Certainly, part of that equation was that many voters believed democracy was on the ballot and cast their ballots accordingly regardless of party lean or affiliation, thereby defeating every GOP election denier running for high-profile statewide races.
But new polling from the progressive consortium Navigator Research shows that Democratic policies also aligned with swing voters on economic and social issues.
"Nearly half of 2022 midterm voters fell on the progressive ends of both economic and non-economic sets of issue debates,” writes Navigator in a report issued on Tuesday.
In contrast, only a third of voters leaned more conservative on both issue sets.
But among "winning swing voters"—those who boosted Democrats to victory in highly contested battleground races—majorities sided with a suite of Democratic positions in areas related to economic, civic, and social issues. The most persuasive among them were centered on concerns around the MAGA movement and extremism, along with debates regarding protecting Social Security, Medicare, abortion, the Affordable Care Act, and truthful teachings about American history, such as slavery and the Civil Rights movement.
Winning swing voters overwhelmingly supported abortion rights, with 83% rejecting conservative arguments against abortion, and instead agreeing that "we need to protect abortion rights and prevent women and girls from being subject to forced pregnancies, even in the case of rape and incest.”
But winning swing voters also leaned Democratic on other economic and social issues. When paired with abortion, 74% of winning swing voters supported protecting Social Security and Medicare; and 59% favored protecting both abortion rights and LGBTQ rights. Pairing abortion with Democratic arguments on inflation (e.g., cracking down on corporate greed and price gouging) also drew 51% majority support from winning swing voters.
But winning swing voters were less convinced by the immigration stance that "immigrants are too often blamed and scapegoated for public safety problems," which garnered 44% support when paired with abortion. Just 40% agreed with Democrats on abortion and the criminal justice reform stance that "more needs to be done to fix the crisis of mass incarceration and stop people from being jailed unfairly."
Moving forward, Democrats do not have to trim their sails on all progressive issues in order to win over swing voters and ticket splitters, particularly if the mesmerizing GOP dumpster fire pyrotechnics continue through 2024. The Democratic triangulation of the ‘90s is no longer a winning formula precisely because Democrats are on the majority side of several very important social issues (abortion and LGBTQ issues).
But knowing which issues/arguments are more persuasive, likely to move people toward Democrats, and therefore should be emphasized is crucial to continued Democratic success in tight races.
Indeed, one Georgia ticket splitter in an earlier Navigator focus group explained that they had voted for Democratic Sen.

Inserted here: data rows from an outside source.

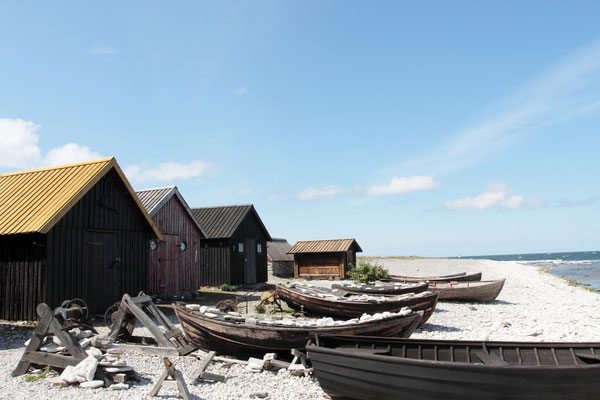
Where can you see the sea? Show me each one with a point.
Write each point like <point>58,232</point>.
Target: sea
<point>580,266</point>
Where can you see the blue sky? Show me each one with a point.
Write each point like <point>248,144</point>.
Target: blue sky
<point>438,129</point>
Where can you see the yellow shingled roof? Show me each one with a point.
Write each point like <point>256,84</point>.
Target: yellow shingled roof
<point>35,200</point>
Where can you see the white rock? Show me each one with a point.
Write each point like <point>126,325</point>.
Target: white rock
<point>91,384</point>
<point>114,370</point>
<point>92,351</point>
<point>119,386</point>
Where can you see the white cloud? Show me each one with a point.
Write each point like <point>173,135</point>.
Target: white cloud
<point>399,185</point>
<point>19,143</point>
<point>69,153</point>
<point>168,171</point>
<point>320,192</point>
<point>566,90</point>
<point>243,190</point>
<point>102,50</point>
<point>496,196</point>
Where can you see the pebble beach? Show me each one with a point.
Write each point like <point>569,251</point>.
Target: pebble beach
<point>533,306</point>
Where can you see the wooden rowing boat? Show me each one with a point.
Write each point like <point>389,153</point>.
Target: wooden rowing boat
<point>238,334</point>
<point>482,291</point>
<point>367,368</point>
<point>382,288</point>
<point>459,277</point>
<point>326,302</point>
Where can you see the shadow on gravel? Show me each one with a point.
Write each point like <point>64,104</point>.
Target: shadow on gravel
<point>439,328</point>
<point>13,336</point>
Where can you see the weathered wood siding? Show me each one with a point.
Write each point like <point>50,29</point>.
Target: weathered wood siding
<point>22,274</point>
<point>248,228</point>
<point>215,261</point>
<point>99,250</point>
<point>172,270</point>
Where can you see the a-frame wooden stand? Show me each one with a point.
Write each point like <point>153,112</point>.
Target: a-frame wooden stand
<point>170,339</point>
<point>171,377</point>
<point>32,355</point>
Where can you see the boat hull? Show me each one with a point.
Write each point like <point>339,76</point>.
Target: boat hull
<point>460,277</point>
<point>347,309</point>
<point>482,291</point>
<point>383,289</point>
<point>344,375</point>
<point>235,338</point>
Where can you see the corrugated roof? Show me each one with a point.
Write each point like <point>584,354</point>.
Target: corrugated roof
<point>154,199</point>
<point>277,250</point>
<point>324,246</point>
<point>34,200</point>
<point>221,222</point>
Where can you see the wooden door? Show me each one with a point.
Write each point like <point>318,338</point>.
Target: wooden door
<point>169,264</point>
<point>250,260</point>
<point>104,269</point>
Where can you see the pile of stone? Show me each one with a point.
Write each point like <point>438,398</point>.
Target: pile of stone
<point>102,353</point>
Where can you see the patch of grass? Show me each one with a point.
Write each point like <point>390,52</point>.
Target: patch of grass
<point>367,273</point>
<point>227,288</point>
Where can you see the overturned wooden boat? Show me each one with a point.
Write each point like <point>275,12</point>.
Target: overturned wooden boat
<point>346,305</point>
<point>365,368</point>
<point>482,291</point>
<point>232,333</point>
<point>382,288</point>
<point>459,277</point>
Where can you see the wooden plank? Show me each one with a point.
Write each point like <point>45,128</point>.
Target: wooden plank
<point>39,334</point>
<point>203,366</point>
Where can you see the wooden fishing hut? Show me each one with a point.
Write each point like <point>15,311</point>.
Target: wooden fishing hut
<point>72,231</point>
<point>235,251</point>
<point>174,260</point>
<point>324,259</point>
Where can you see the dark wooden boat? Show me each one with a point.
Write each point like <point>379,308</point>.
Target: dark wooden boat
<point>382,288</point>
<point>369,368</point>
<point>324,301</point>
<point>459,277</point>
<point>482,291</point>
<point>235,336</point>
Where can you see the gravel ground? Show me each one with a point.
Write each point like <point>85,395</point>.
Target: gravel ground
<point>533,306</point>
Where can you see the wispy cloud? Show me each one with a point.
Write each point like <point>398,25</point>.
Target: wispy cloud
<point>320,192</point>
<point>243,191</point>
<point>102,50</point>
<point>168,171</point>
<point>496,196</point>
<point>566,90</point>
<point>19,147</point>
<point>590,201</point>
<point>400,185</point>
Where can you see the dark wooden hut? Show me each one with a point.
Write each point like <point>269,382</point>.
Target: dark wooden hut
<point>235,251</point>
<point>174,261</point>
<point>73,231</point>
<point>324,259</point>
<point>279,262</point>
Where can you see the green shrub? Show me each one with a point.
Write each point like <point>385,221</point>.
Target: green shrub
<point>227,288</point>
<point>367,273</point>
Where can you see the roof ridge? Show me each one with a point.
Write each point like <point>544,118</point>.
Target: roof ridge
<point>30,171</point>
<point>232,205</point>
<point>158,188</point>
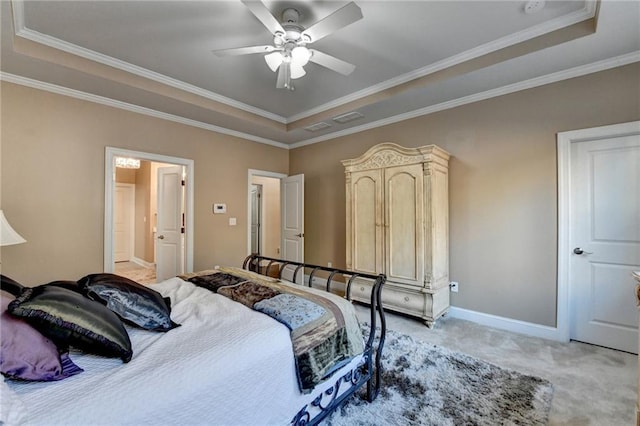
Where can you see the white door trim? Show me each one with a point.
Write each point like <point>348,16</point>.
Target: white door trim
<point>251,173</point>
<point>109,185</point>
<point>565,139</point>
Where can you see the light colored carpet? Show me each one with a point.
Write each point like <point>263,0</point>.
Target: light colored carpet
<point>592,385</point>
<point>424,384</point>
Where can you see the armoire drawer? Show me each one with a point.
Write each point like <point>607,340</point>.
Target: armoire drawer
<point>394,298</point>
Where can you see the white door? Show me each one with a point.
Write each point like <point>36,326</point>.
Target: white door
<point>123,226</point>
<point>256,219</point>
<point>605,241</point>
<point>292,195</point>
<point>169,252</point>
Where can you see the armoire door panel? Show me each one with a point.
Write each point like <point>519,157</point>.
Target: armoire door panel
<point>367,222</point>
<point>403,224</point>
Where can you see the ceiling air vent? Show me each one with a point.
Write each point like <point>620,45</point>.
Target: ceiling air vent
<point>345,118</point>
<point>318,126</point>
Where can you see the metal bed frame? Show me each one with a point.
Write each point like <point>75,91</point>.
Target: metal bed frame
<point>368,372</point>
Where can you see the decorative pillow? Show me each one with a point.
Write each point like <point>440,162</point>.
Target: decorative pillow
<point>11,286</point>
<point>28,355</point>
<point>69,318</point>
<point>133,302</point>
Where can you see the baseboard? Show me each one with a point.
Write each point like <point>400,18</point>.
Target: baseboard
<point>143,263</point>
<point>508,324</point>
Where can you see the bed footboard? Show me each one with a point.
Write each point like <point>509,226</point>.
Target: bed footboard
<point>370,371</point>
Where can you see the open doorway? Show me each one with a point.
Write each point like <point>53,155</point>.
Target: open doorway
<point>148,215</point>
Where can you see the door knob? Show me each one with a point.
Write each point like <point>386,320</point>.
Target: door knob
<point>578,250</point>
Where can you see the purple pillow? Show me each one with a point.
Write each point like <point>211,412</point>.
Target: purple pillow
<point>28,355</point>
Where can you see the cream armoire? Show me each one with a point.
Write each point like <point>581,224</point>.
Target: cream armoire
<point>398,225</point>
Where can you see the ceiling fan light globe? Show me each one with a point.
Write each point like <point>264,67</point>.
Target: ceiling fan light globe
<point>297,71</point>
<point>300,55</point>
<point>273,60</point>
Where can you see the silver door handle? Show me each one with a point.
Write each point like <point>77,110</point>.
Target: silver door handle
<point>578,250</point>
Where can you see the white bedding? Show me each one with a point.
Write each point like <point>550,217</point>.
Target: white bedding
<point>226,365</point>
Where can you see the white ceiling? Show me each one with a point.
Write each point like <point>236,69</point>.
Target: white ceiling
<point>411,58</point>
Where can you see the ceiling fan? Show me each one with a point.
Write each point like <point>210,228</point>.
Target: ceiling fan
<point>289,53</point>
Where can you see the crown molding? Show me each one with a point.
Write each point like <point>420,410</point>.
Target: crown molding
<point>21,30</point>
<point>603,65</point>
<point>77,94</point>
<point>583,14</point>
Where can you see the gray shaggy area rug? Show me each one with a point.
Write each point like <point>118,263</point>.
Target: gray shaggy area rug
<point>423,384</point>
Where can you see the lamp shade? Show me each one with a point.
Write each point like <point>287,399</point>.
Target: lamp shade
<point>8,236</point>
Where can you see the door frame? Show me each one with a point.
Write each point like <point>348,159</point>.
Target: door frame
<point>565,141</point>
<point>251,173</point>
<point>109,186</point>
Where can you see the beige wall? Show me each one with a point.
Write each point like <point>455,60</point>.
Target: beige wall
<point>52,184</point>
<point>503,210</point>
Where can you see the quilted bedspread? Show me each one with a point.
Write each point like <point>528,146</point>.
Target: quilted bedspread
<point>322,336</point>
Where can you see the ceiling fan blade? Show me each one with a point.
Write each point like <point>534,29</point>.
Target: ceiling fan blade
<point>264,15</point>
<point>236,51</point>
<point>338,19</point>
<point>331,62</point>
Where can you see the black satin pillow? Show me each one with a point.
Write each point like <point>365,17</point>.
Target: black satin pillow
<point>10,286</point>
<point>133,302</point>
<point>70,319</point>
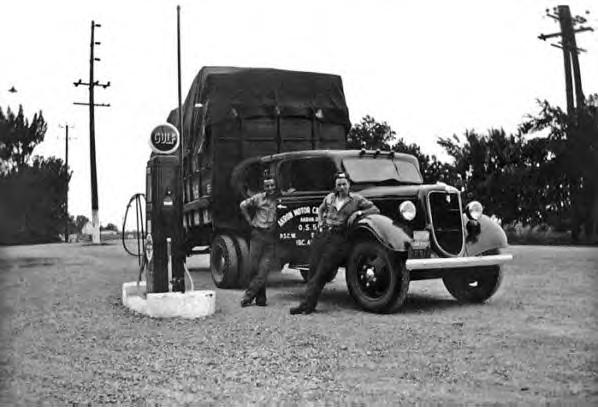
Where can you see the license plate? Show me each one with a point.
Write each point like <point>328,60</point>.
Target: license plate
<point>421,240</point>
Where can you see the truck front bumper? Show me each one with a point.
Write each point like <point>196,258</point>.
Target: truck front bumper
<point>457,262</point>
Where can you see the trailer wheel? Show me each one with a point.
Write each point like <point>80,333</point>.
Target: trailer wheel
<point>377,279</point>
<point>224,262</point>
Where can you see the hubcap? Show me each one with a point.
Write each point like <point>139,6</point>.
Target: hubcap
<point>372,275</point>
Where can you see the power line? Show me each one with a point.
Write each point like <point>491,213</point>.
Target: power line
<point>92,144</point>
<point>570,50</point>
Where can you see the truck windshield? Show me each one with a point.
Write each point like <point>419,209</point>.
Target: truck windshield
<point>382,170</point>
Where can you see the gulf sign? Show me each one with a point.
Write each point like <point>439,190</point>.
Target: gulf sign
<point>165,139</point>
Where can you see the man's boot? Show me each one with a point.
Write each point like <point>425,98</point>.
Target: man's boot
<point>301,309</point>
<point>246,301</point>
<point>260,298</point>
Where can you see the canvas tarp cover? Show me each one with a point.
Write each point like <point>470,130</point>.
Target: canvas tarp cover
<point>230,93</point>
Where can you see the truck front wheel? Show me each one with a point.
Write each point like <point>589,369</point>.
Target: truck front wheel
<point>376,278</point>
<point>224,262</point>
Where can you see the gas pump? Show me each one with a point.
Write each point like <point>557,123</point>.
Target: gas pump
<point>164,226</point>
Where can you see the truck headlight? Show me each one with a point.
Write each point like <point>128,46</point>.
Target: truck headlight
<point>407,210</point>
<point>474,210</point>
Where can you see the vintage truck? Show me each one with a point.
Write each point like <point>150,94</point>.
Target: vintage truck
<point>240,123</point>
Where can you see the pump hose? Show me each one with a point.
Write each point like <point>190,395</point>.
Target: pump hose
<point>140,236</point>
<point>143,263</point>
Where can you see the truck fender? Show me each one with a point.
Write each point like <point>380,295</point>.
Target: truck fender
<point>384,230</point>
<point>491,236</point>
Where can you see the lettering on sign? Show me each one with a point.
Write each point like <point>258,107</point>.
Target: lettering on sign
<point>302,210</point>
<point>300,225</point>
<point>165,139</point>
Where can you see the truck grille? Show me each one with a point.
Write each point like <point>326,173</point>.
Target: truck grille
<point>447,225</point>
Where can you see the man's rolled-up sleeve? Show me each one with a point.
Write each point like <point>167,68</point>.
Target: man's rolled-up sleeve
<point>365,203</point>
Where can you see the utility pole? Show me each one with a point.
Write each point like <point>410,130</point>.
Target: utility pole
<point>570,54</point>
<point>92,142</point>
<point>66,160</point>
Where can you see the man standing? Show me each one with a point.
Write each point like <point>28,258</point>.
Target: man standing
<point>330,247</point>
<point>261,245</point>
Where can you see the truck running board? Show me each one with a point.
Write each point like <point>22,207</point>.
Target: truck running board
<point>457,262</point>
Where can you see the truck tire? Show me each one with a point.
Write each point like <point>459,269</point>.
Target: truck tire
<point>224,262</point>
<point>474,285</point>
<point>244,276</point>
<point>376,278</point>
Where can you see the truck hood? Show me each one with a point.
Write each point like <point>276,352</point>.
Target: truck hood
<point>401,191</point>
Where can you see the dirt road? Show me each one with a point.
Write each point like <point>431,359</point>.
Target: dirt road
<point>66,338</point>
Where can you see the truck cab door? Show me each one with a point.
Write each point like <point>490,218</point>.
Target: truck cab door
<point>297,218</point>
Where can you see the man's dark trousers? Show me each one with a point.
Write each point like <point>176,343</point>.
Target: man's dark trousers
<point>328,251</point>
<point>261,257</point>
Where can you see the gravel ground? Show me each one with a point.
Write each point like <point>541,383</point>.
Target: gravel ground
<point>65,338</point>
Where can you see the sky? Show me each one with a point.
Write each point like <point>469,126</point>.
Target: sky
<point>428,68</point>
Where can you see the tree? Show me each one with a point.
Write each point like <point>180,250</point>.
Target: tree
<point>572,163</point>
<point>371,135</point>
<point>18,137</point>
<point>80,222</point>
<point>33,189</point>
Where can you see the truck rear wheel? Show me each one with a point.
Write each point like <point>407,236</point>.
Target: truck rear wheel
<point>377,280</point>
<point>474,285</point>
<point>224,262</point>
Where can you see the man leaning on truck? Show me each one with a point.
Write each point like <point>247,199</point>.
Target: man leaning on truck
<point>261,245</point>
<point>337,212</point>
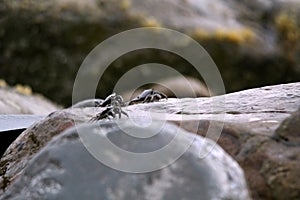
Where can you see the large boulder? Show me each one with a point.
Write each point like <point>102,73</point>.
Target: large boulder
<point>256,127</point>
<point>64,169</point>
<point>21,100</point>
<point>252,42</point>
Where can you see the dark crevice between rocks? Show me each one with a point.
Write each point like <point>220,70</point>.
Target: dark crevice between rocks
<point>285,141</point>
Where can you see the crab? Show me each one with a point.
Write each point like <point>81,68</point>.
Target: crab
<point>113,99</point>
<point>147,96</point>
<point>114,103</point>
<point>110,112</point>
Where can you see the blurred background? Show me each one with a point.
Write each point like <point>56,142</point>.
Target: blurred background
<point>43,42</point>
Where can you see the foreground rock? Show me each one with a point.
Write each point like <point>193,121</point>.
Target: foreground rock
<point>20,100</point>
<point>47,175</point>
<point>258,39</point>
<point>248,127</point>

Raphael Warnock specifically due to his economic policy positions.
“I voted for [Brian] Kemp for governor because we've had great job growth and great economy under his leadership the last four years,” they said. “And I voted for Raphael Warnock because he championed some causes that are near and dear to me for my family, like the cap on the insulin costs and Medicare out of pocket costs.”
Democrats can also work to sharpen their arguments on tougher issues. The soft-sell argument Navigator chose on "scapegoating" immigrants likely isn't nearly as persuasive as messaging about hard-working immigrants who contribute to the U.S. economy deserving a pathway to citizenship. That's just off the top.
But abortion and Social Security and Medicare should top the list of every Democratic effort to assemble a broad and winning coalition of voters in the next election cycle.